İsviçre Cenevre Üniversitesi Uluslararası Mezunlar Enstitüsü ve Kalkınma
Araştırmaları’ndan bir grup uzmanın hazırladığı yıllık rapor, özel güvenlik endüstrisinin tüm
dünyada hızla büyüme kaydettiğini ve hükümetlerin polis alımından 2 kat daha fazla sayıda
kişiyi özel güvenlik şirketleri tarafından güvenlik görevlisi olarak işe aldığını ortaya çıkarmıştır.
Dünyada kayıtlı özel güvenlik görevlisi sayısının son 20-30 yılda yüzde 200-300 oranında bir
artış göstererek 20 milyonu bulduğu tespit edilmiştir.
Yeryüzündeki özel güvenlik firmaları dünya piyasalarında, 2011 yılı ortalama verilerine
göre 100 milyar dolardan fazla bir pazar payına sahiptir. Hâlihazırda Avrupa Birliği ülkelerinde
özel güvenlik sektörü 1,7 milyon çalışanı, 50.000 şirketi ve 15 milyar € yıllık geliri ile önemlibir
sektördür. İngiltere 220 bin kişi ile güvenlik sektöründe istihdam açısından Avrupa lideridir.
Ülkemizde ise özel güvenlik sektörü 3 milyar dolarlık bir pazar oluşturmakta, 213.718 bin kişi
ile istihdama önemli katkılar sağlamakta ve Avrupa’da ikinci sırada bulunmaktadır. Türkiye
özel güvenlik sektörünün 2012 yılında 10 bin kişiyi daha iş imkânı sağladığı tahmin edilmekte
ve bu büyüme hızıyla çok yakın bir gelecekte Avrupa lideri olacağı değerlendirilmektedir.
Güvenlik Servisleri Organizasyon Birliği Derneği (GÜSOD) bilgilerine göre, Türkiye’de
özel güvenlik yasasının çıkışı ile yıllara göre özel güvenlik şirketi ve özel güvenlik eğitim
kurumu sayılarında büyük bir artış görülmektedir.
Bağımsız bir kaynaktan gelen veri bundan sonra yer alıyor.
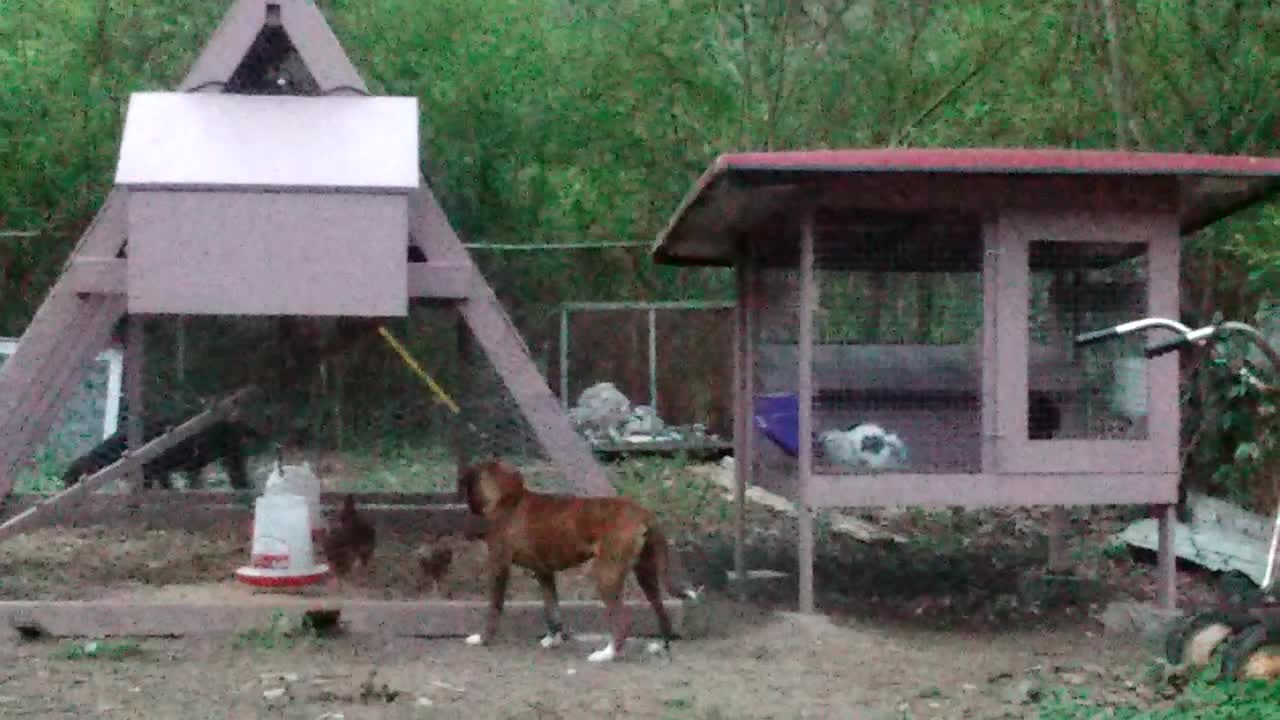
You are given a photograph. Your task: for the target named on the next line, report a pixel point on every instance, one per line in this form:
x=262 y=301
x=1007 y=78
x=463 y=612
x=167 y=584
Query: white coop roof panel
x=211 y=141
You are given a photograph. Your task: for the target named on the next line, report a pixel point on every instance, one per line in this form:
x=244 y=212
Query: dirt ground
x=755 y=665
x=959 y=621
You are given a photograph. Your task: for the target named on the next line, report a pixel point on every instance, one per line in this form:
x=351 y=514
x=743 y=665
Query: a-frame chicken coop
x=270 y=183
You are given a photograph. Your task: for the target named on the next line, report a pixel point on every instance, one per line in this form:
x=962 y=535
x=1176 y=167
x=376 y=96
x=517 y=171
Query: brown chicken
x=352 y=538
x=435 y=563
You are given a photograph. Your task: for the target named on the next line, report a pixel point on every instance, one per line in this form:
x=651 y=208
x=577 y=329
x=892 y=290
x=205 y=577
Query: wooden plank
x=227 y=46
x=501 y=341
x=268 y=254
x=440 y=281
x=97 y=276
x=149 y=511
x=131 y=461
x=51 y=356
x=64 y=367
x=648 y=305
x=319 y=48
x=135 y=391
x=184 y=500
x=743 y=428
x=993 y=490
x=417 y=619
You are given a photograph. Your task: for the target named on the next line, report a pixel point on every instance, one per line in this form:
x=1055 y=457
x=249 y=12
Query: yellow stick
x=412 y=365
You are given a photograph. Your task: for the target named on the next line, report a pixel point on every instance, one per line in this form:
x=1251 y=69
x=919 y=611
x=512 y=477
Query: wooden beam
x=440 y=281
x=417 y=619
x=135 y=390
x=808 y=301
x=131 y=461
x=97 y=276
x=174 y=511
x=1166 y=560
x=895 y=490
x=499 y=340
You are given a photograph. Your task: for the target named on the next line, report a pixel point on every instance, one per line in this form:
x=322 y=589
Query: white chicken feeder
x=283 y=554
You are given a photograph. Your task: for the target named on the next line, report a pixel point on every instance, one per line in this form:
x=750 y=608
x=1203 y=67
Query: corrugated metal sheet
x=748 y=192
x=228 y=141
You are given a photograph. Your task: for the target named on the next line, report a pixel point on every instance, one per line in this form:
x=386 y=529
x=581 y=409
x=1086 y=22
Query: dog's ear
x=469 y=482
x=492 y=486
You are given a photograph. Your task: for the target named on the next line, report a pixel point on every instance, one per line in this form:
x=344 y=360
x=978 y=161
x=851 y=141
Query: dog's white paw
x=604 y=655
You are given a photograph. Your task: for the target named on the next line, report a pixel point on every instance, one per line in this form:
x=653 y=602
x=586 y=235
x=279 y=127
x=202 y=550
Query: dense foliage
x=579 y=121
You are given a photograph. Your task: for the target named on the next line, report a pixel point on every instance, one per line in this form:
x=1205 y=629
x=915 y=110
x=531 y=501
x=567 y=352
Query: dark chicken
x=352 y=538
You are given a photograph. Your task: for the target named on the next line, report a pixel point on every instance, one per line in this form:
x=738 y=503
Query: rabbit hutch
x=906 y=320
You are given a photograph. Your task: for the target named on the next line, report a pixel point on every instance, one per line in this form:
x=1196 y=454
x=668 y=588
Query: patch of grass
x=1202 y=698
x=101 y=650
x=667 y=486
x=283 y=633
x=684 y=709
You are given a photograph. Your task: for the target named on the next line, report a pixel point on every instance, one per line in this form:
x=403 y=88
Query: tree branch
x=984 y=62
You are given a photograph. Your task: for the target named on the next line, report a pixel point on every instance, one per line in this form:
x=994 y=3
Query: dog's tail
x=670 y=568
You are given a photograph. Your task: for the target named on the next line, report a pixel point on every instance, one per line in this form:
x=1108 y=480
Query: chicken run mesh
x=1101 y=391
x=896 y=360
x=336 y=395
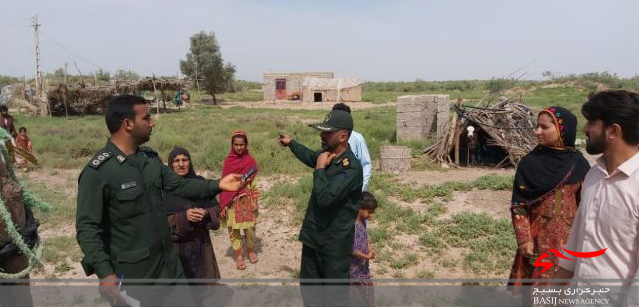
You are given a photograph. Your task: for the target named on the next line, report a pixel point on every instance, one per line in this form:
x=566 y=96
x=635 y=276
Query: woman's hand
x=526 y=248
x=371 y=254
x=194 y=215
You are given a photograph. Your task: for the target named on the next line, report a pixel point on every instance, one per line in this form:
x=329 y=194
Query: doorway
x=280 y=89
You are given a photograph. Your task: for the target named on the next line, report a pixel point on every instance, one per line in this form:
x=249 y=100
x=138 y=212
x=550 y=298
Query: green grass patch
x=404 y=262
x=58 y=249
x=391 y=186
x=63 y=205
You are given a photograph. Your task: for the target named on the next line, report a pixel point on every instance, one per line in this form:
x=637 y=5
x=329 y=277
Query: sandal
x=252 y=256
x=239 y=260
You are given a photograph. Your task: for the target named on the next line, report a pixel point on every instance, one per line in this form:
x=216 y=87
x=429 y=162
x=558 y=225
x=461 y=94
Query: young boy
x=362 y=251
x=23 y=142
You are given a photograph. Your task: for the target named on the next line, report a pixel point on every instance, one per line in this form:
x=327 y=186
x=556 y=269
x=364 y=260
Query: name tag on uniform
x=129 y=185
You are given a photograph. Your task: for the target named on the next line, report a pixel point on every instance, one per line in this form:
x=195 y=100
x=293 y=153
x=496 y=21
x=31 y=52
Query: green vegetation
x=408 y=193
x=60 y=248
x=204 y=64
x=70 y=143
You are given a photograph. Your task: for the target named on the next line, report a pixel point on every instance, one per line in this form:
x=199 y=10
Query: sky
x=399 y=40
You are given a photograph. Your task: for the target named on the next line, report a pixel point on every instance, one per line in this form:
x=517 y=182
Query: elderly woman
x=546 y=195
x=190 y=221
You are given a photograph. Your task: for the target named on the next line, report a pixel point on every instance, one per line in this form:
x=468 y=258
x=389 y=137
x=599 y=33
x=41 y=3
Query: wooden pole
x=457 y=132
x=64 y=92
x=155 y=93
x=65 y=73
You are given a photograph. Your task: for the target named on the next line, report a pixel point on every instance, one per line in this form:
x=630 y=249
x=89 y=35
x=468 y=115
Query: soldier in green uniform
x=121 y=223
x=329 y=224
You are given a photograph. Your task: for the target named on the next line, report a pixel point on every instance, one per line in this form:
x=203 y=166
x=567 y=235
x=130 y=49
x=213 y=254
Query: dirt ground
x=277 y=245
x=298 y=105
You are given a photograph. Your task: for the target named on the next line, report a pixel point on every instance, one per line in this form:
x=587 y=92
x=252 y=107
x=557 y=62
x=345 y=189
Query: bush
x=498 y=85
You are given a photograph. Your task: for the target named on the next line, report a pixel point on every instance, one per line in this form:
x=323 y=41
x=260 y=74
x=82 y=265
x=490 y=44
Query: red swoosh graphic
x=587 y=254
x=559 y=254
x=545 y=265
x=548 y=265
GÜSOD 2000 yılında Avrupa Güvenlik
Servisleri Konfederasyonu’na (CoESS) katılımcı üye (associated member) olmuştur. AB üyesi
olmayan ülkelere tanınan bu üyelik olanağını çok iyi kullanan Dernek, güvenlik konusunda
Avrupa çapında övgüyle karşılanan çabaları sonucu, Konfederasyon’un Tüzüğünde değişiklik
yapılmasını sağlayarak, 28 Ocak 2004’te Brüksel’deki CoESS Yönetim Kurulu’nda tüm diğer
AB üyesi ülkelerle eşit statüde tam üyeliğini (active member) kabul ettirmiştir. Türkiye’nin
AB’ye üyelik süreci ile ilgili çalışmalar devam ederken buna paralel olarak Özel Güvenlik
Sektörü’nün temsilci kuruluşları AB’ de var olan mütekabil kuruluşlarına üye olarak kabul
edilmişlerdir. Sektör açısından ve genel olarak ülkemiz açısından önemli bir gelişmedir.